Mentre rientravo a casa con estremo ritardo (lambiccandomi il cervello su qualcosa di caloricamente "innocuo" da mettere in tavola) ho immaginato che in questo assolato giorno di festa avrei trovato la chiesa aperta e, soprattutto, vuota. Così è stato.
Zitto zitto, in un'imbarazzante penombra, ho fatto visita a Sant'Antonio, coperto di fiori come un divo hawaiano, circondato da ex voto, rosari, "ciancianegli", bomboniere, disegni di bambini e tanti, tanti gigli bianchi. Nulla ho pensato, nulla ho detto, certo del fatto che talune affinità elettive non hanno bisogno di parole.
Ma sporgendomi sui cestini del pane lasciati a disposizione dei fedeli mi sono accorto che di pane neanche le briciole erano rimaste! "E vabbè - ho detto tra me - anche oggi non avrò pretesti per consumare i tanto temuti carboidrati. Pazienza!"
Lasciando la chiesa pensavo, però, che per la prima volta in vita mia nessuno, ma proprio nessuno, si era ricordato di lasciarmi da parte un panino benedetto. Amara considerazione non sui carboidrati (evitati) ma sull'ormai inevitabile desertificazione dell'anima che ha bandito dal pensiero degli amici (o sedicenti tali) coloro i quali sono lontani dagli occhi e soprattutto dal cuore. Amen e così sia!
Oggi mi sono ritrovato nuovamente pellegrino sulle strade di Fabrizia, tra le giogaie boscose delle Serre, le case macchiate di abbandono e le pietre antiche di un paese pedemontano che meritò il titolo di "piccola Padova delle Serre di Calabria". Qui, infatti, il culto verso Sant'Antonio da secoli è radicato e continua a intridere di straordinario fascino la chiesa madre fabriziese, un vero "santuario" della pietà antoniana.

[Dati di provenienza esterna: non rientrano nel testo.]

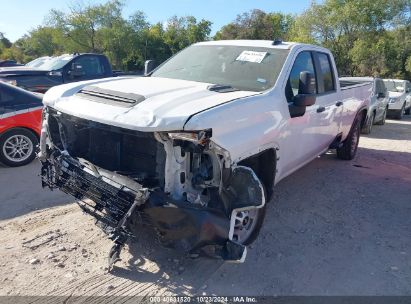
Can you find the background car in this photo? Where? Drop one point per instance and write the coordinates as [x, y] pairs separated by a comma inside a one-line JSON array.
[[399, 97], [20, 125], [38, 61]]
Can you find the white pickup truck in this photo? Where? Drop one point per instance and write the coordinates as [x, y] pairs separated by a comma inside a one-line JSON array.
[[195, 148]]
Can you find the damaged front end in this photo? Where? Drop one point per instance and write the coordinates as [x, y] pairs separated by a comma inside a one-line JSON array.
[[180, 183]]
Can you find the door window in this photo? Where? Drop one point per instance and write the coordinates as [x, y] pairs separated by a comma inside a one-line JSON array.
[[303, 62]]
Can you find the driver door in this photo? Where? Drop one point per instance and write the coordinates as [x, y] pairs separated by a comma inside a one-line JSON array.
[[306, 136]]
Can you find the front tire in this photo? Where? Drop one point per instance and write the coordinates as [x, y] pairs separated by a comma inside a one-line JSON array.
[[17, 147], [248, 225], [350, 145]]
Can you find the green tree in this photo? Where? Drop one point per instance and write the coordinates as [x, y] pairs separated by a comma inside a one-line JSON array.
[[257, 24]]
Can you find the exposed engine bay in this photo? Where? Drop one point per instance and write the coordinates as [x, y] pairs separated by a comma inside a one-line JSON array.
[[180, 183]]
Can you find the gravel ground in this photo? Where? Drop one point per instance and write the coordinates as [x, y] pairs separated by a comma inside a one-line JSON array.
[[332, 228]]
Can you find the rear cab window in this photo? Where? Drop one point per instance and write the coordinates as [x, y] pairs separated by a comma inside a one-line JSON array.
[[325, 77], [303, 62]]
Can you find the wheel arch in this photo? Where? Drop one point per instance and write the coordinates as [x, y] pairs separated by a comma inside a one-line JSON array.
[[264, 165], [20, 127]]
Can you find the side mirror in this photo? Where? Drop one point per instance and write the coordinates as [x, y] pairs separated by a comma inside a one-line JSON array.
[[149, 66], [76, 70], [306, 90]]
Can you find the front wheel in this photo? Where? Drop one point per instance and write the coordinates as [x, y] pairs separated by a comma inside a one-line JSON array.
[[248, 224], [350, 145], [17, 147]]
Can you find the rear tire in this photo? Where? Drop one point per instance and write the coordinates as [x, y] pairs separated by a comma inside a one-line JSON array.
[[400, 113], [350, 145], [367, 129], [384, 117], [18, 147]]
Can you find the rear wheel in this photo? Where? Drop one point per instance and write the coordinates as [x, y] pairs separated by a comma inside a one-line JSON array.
[[384, 117], [400, 113], [17, 147], [350, 145], [367, 129]]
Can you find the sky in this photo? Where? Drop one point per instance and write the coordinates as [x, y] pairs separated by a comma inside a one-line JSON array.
[[20, 16]]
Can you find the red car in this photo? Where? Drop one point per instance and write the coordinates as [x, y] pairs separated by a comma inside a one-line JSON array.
[[20, 125]]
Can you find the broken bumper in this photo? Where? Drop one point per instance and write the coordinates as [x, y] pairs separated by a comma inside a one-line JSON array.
[[115, 205]]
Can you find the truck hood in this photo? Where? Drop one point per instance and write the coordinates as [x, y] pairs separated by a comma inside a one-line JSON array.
[[162, 104], [21, 71]]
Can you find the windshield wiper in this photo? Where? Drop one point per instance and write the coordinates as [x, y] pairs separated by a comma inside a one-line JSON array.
[[221, 88]]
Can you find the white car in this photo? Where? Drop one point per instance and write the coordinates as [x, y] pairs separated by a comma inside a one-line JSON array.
[[399, 97], [195, 148], [378, 109]]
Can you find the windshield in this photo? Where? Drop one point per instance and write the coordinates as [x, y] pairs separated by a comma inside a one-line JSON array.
[[55, 63], [37, 62], [240, 67], [394, 85]]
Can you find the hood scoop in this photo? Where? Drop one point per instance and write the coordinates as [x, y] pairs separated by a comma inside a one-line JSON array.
[[106, 96]]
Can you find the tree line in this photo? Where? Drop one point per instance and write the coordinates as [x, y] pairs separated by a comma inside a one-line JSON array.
[[367, 37]]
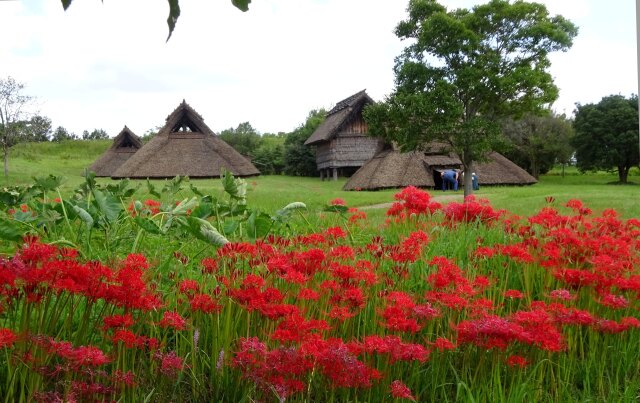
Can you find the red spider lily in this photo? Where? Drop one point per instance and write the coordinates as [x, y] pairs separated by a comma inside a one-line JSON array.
[[514, 294], [443, 344], [76, 356], [471, 211], [173, 319], [562, 294], [170, 363], [189, 287], [7, 338], [356, 215], [280, 370], [204, 303], [209, 265], [400, 391], [298, 329], [613, 301], [117, 321], [517, 361], [411, 248], [308, 294], [412, 201], [339, 365], [128, 338], [335, 232]]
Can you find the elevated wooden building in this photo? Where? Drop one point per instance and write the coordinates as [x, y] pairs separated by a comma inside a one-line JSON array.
[[342, 143]]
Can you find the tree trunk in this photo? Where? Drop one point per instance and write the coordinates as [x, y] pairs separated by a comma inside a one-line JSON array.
[[623, 173], [5, 150], [468, 184]]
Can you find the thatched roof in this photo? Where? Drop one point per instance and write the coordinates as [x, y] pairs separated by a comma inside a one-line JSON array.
[[338, 116], [392, 169], [124, 145], [500, 170], [185, 146]]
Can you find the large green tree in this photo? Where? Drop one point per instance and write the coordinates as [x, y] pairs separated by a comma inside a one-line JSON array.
[[539, 142], [300, 159], [174, 10], [464, 71], [244, 139], [607, 135]]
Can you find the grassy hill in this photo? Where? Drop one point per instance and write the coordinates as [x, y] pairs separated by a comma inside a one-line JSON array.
[[69, 159]]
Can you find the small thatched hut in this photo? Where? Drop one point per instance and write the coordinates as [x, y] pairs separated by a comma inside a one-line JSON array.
[[123, 147], [392, 169], [342, 143], [185, 146]]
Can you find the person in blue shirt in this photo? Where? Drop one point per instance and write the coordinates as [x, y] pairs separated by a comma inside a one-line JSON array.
[[449, 177]]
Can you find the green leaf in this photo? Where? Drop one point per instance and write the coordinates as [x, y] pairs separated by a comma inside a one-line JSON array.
[[203, 230], [337, 208], [258, 225], [241, 4], [152, 190], [9, 231], [48, 183], [174, 13], [84, 216], [195, 190], [185, 205], [147, 225], [231, 226], [66, 4], [108, 205]]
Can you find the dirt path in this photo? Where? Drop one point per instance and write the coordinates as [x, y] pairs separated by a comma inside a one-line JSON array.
[[444, 198]]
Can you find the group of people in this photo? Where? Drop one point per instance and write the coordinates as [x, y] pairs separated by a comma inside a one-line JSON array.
[[450, 178]]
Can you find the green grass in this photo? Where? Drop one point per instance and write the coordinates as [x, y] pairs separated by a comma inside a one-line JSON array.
[[597, 191]]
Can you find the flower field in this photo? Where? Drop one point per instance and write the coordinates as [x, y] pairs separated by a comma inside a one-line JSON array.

In queste occasioni è sempre bello ritrovare gli amici del luogo e quelle persone che ti fanno sentire comunque a "casa tua", anche quando, camminando davanti ai piedi degli affaticati portatori del Santo, nessuno ha l'ardire di allontanarti. Qui sei uno di loro! La strada è stata veramente tanta, lunga ed emozionante soprattutto laddove case e luoghi ti ricordano pagine di una storia asprissima e difficilmente cancellabile, come le alluvioni che hanno funestato Fabrizia ripetutamente nel XX secolo.
Non posso più proseguire. Debbo congedarmi dal volto settecentesco del mio dolce Avvocato che mi guarda assorto e severo nel suo abito minoritico.
"Ciao Tonino. Ti ho lasciato una lista lunghissima di urgenze. Giacchè non hai segretari, men che meno usate avvalervi di cancellieri negli spazi infiniti dell'alma Magione, ho deposto ai tuoi piedi molte richieste, una in particolare urgentissima. La luce dorata del tramonto, che vince il colore olivastro del tuo incarnato facendolo brillare di soprannaturale bellezza, mi induce a pensare che presto perorerai ciò che ti chiedo. Tanto lo so. Le "pratiche" sei abituato a leggerle tra le nostre lacrime. Le nostre implorazioni sono più che superflue, precorri ogni cosa e, attraverso Dio, tutto ti è noto... Dai, Tonì, non tardare, ti prego...".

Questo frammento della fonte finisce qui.